The Future Problem of "More"

Prosperity in modern industrial society is absolutely and economically linked to “more,” more production of goods, more use of services, higher levels of profits, and so forth. And when “more” is not forthcoming, the problems begin. For example, due to the higher prices of gasoline, Americans have cut back on driving by more than 40 billion miles over the past year, and by almost 4% last May. That meant they bought less gasoline, and lower gasoline sales meant fewer tax revenues, and for the first time ever, tax revenues that go to the Highway Trust Fund will be more than $5 billion less than projected federal spending on construction, maintenance and repairs in the coming year, resulting in either cutbacks in maintenance [already well-behind replacement requirements] or an addition to the already burgeoning federal debt. Consumers are cutting back on purchases, resulting in layoffs in all manner of industrial areas. Even nail salons are seeing less business. Housing sales have dropped to something like a quarter of what they were last year at this time, and it appears likely that more than a million construction workers are no longer working in that area. It’s very likely that these cuts in employment and earnings will also create more of a drain on Social Security revenues.

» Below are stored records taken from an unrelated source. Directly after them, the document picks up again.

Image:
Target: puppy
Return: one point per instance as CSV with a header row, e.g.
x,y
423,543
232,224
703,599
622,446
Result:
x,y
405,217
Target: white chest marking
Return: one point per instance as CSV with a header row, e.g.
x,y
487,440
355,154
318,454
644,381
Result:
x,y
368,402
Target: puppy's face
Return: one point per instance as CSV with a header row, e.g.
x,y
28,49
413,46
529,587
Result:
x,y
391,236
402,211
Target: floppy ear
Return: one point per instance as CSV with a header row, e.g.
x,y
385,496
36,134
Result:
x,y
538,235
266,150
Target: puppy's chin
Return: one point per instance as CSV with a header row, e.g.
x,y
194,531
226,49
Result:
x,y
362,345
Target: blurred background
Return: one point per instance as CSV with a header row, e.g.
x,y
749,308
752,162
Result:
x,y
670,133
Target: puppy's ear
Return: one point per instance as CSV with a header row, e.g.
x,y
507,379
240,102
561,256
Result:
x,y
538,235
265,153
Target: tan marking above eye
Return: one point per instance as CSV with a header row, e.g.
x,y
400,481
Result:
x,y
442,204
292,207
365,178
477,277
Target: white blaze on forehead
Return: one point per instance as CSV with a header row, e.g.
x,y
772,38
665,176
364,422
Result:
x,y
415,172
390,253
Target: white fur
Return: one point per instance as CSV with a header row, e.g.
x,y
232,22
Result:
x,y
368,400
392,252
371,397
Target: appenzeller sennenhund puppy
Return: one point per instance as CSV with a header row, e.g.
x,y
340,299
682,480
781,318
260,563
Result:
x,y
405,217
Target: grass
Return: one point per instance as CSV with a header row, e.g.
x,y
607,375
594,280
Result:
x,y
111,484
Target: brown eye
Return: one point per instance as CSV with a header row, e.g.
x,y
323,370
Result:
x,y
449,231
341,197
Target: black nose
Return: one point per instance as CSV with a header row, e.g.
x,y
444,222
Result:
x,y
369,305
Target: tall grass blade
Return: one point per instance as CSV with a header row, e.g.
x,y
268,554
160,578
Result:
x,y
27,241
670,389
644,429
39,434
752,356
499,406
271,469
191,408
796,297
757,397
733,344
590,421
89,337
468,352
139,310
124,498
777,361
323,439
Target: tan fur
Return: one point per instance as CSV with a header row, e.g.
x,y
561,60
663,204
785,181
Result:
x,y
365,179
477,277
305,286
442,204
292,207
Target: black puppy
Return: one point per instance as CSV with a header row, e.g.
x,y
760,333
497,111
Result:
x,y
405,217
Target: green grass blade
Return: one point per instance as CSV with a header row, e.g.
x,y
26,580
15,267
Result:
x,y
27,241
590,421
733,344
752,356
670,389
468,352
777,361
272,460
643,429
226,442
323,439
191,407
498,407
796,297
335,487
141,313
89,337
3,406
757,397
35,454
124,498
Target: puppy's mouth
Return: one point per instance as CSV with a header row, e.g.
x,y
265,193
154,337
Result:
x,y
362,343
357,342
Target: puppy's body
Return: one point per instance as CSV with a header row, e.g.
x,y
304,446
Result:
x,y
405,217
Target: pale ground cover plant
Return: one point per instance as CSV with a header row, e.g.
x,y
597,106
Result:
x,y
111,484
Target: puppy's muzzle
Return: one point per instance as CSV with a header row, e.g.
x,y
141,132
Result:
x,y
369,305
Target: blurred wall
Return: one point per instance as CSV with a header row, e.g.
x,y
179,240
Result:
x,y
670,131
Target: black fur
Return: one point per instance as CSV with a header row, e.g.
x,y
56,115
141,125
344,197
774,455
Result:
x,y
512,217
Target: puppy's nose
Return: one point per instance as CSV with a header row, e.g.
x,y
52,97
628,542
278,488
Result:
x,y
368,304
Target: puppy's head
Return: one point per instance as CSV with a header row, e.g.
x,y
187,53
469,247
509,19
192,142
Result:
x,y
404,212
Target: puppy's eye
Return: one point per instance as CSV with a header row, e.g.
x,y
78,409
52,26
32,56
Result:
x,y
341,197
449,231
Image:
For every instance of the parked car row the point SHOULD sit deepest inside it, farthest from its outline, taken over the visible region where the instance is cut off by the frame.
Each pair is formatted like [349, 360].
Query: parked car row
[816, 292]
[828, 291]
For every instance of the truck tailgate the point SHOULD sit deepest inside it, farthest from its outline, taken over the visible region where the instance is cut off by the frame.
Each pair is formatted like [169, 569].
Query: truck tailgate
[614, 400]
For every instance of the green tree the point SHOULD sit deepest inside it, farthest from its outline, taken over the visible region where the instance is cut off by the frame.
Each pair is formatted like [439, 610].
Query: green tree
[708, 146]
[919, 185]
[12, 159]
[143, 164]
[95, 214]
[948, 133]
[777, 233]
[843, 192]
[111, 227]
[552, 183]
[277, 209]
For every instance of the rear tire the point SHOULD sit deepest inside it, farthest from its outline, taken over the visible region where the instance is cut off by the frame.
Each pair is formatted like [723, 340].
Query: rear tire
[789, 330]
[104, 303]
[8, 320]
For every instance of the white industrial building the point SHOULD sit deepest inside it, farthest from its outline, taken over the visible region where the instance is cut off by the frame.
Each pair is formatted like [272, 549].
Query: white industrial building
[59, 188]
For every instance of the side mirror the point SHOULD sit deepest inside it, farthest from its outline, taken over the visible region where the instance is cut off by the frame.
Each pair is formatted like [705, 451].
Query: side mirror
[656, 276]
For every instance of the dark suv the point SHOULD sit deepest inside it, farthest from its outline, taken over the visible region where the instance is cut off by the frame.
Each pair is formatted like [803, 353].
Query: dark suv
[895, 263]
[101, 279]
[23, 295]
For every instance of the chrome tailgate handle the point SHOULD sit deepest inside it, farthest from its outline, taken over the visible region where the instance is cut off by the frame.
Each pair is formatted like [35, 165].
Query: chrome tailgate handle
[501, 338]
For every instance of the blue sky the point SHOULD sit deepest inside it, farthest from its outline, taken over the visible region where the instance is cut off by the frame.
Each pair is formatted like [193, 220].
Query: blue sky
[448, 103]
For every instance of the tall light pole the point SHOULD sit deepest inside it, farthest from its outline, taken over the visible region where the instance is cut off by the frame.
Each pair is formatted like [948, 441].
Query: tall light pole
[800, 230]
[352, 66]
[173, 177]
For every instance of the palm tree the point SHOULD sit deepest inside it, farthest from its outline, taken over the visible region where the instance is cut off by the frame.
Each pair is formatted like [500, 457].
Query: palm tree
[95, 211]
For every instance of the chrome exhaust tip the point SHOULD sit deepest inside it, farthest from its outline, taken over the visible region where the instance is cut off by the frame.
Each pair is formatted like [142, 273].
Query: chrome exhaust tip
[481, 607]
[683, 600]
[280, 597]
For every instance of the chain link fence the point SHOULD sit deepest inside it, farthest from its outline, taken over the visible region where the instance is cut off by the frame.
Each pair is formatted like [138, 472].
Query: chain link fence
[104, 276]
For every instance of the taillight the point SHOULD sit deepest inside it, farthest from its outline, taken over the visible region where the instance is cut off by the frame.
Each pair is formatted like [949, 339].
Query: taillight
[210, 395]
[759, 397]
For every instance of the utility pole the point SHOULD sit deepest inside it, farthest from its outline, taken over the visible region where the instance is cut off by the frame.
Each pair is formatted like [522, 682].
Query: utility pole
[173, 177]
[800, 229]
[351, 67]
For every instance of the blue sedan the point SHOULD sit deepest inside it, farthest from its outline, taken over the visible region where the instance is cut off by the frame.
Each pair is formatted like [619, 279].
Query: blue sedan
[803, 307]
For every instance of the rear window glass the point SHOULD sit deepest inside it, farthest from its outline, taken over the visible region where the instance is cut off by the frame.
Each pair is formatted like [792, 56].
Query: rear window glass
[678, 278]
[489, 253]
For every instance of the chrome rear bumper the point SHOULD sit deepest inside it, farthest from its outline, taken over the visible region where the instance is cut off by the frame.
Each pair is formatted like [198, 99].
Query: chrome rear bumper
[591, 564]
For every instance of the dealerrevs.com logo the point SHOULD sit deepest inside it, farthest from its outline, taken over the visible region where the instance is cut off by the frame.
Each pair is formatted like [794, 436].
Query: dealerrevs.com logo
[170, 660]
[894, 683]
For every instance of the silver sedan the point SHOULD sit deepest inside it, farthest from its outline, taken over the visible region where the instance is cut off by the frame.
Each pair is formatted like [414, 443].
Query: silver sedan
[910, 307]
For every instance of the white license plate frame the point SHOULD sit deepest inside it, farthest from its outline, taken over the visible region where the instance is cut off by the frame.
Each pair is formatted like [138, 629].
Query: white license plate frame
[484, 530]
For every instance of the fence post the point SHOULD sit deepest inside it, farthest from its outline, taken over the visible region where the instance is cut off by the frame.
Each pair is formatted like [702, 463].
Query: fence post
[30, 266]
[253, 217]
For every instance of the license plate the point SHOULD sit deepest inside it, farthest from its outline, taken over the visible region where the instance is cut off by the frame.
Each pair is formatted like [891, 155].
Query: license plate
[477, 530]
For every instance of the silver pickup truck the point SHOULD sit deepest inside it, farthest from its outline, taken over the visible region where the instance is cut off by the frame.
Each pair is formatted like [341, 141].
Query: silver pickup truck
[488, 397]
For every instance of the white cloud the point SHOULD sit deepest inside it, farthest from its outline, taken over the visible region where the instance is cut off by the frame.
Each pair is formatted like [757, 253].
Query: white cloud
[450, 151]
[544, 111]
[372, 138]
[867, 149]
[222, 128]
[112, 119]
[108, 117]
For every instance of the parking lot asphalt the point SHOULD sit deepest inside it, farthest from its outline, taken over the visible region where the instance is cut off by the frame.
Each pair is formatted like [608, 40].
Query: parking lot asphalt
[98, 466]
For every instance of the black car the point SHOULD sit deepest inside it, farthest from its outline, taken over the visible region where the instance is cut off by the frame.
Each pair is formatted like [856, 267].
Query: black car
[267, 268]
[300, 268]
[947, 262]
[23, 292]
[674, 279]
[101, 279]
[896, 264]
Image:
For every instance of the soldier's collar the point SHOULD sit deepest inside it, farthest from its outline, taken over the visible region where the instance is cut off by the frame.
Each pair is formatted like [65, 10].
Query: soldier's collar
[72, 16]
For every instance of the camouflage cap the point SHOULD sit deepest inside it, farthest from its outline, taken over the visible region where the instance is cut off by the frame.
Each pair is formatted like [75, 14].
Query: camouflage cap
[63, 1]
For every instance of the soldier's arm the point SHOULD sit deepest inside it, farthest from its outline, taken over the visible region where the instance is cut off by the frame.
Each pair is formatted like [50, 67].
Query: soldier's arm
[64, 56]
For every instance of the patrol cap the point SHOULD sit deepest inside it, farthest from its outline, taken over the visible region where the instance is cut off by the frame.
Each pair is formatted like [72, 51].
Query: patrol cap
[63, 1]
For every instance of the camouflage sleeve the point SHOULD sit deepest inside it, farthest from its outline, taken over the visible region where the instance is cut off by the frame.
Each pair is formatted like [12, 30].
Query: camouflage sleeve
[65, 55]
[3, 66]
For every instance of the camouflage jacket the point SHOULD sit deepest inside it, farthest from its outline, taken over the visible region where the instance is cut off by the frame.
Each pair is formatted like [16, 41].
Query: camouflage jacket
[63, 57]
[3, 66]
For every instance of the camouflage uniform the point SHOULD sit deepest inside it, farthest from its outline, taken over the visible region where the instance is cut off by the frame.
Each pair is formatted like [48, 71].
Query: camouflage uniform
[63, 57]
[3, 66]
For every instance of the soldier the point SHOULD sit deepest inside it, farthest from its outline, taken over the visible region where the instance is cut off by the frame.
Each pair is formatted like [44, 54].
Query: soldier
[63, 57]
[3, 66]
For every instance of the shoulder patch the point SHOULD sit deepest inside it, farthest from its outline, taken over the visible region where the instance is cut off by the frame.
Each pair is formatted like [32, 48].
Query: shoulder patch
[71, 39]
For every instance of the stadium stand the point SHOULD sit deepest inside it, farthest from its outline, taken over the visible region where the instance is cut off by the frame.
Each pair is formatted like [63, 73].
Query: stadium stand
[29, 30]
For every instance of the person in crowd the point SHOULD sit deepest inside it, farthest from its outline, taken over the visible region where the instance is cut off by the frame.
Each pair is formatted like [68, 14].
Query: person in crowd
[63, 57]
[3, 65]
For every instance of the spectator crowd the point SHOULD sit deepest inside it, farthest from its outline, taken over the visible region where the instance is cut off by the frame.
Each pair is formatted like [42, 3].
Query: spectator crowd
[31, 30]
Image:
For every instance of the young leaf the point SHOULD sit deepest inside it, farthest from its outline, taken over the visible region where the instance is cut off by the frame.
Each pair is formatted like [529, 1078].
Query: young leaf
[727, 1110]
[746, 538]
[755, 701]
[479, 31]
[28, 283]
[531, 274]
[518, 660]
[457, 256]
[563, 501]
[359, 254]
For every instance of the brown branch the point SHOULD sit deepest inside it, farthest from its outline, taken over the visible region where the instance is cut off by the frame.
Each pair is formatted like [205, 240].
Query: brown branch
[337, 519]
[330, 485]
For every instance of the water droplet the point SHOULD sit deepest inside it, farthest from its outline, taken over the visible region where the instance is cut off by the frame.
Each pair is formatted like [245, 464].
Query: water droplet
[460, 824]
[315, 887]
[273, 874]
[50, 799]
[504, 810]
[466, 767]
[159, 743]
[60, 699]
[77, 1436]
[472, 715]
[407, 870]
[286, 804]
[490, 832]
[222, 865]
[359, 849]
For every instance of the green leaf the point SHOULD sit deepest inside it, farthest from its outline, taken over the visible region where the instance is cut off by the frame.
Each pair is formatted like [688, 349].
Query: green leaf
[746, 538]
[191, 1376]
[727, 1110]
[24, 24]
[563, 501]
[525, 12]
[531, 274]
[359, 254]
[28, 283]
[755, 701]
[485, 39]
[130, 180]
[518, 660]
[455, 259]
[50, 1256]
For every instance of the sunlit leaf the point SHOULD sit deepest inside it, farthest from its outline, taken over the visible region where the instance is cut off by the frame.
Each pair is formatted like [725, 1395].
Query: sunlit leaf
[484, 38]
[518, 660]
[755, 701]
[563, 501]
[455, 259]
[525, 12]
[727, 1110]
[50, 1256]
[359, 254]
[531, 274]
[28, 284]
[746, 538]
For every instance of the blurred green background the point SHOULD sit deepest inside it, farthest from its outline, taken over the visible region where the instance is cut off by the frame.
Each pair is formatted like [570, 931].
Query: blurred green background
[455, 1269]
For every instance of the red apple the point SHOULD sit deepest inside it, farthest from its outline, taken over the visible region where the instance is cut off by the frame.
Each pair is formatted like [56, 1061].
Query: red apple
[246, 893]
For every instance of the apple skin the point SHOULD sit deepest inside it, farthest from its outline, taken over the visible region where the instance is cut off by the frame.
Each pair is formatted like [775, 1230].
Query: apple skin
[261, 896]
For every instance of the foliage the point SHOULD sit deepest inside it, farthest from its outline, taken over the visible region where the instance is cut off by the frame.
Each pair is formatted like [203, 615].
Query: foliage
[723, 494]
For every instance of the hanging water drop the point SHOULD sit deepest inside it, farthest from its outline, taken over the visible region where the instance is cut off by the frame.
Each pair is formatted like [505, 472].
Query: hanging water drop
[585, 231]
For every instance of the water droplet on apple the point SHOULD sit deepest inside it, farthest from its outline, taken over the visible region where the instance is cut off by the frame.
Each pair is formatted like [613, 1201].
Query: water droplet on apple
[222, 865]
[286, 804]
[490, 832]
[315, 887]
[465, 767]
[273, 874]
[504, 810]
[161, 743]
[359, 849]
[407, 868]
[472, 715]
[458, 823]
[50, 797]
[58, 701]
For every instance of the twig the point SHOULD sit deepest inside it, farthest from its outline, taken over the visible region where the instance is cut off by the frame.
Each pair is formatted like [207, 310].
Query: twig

All the various policy remedies being suggested are variations on getting more funds into the hands of consumers and creating a climate of opinion that will encourage them to spend those funds in order to maintain a demand that will support the production of “more.”

In short, if economic prosperity depends on producing “more,” what happens when we either can’t physically produce more, or when we can’t afford to buy more in order to pay for producing more? Is there any way to maintain economic prosperity without always having to produce more? Or do we as humans instinctively define prosperity in terms of “more?”

Certainly, there’s a general sense of rejection of life as a zero-sum game, where, for everyone who succeeds or exceeds the societal average in terms of income, accumulation of resources, or prestige and power, there are others who fail and fall below the “average.” That rejection, however, is based on the experience of the post-Renaissance era, where, in the industrialized world, at least, the ability to produce goods and services on a scale always exceeding past years created the impression that a continual supply of “more” was not only possible, but a societal right.

But is production of “more” possible on a global and sustained basis? Even if it is, for a time, is it a “right?”

And… since science fiction is supposed to explore the future, why haven’t more novelists taken on this challenge? Or taken it on without falling back on a government-controlled or tradition-bound solution [as in Le Guin’s The Dispossessed]. Is there a practical and politically acceptable economic and technical approach to maintaining prosperity? Or are humans hard-wired into “more” as the definition of prosperity?

What are the implications if one society insists on “more” and another insists on “balance?” Is that the resource equivalent of Heinlein’s observation in Starship Troopers that peace achieved through pacificism is impossible because any culture that practices it will soon be wiped out by those who don’t?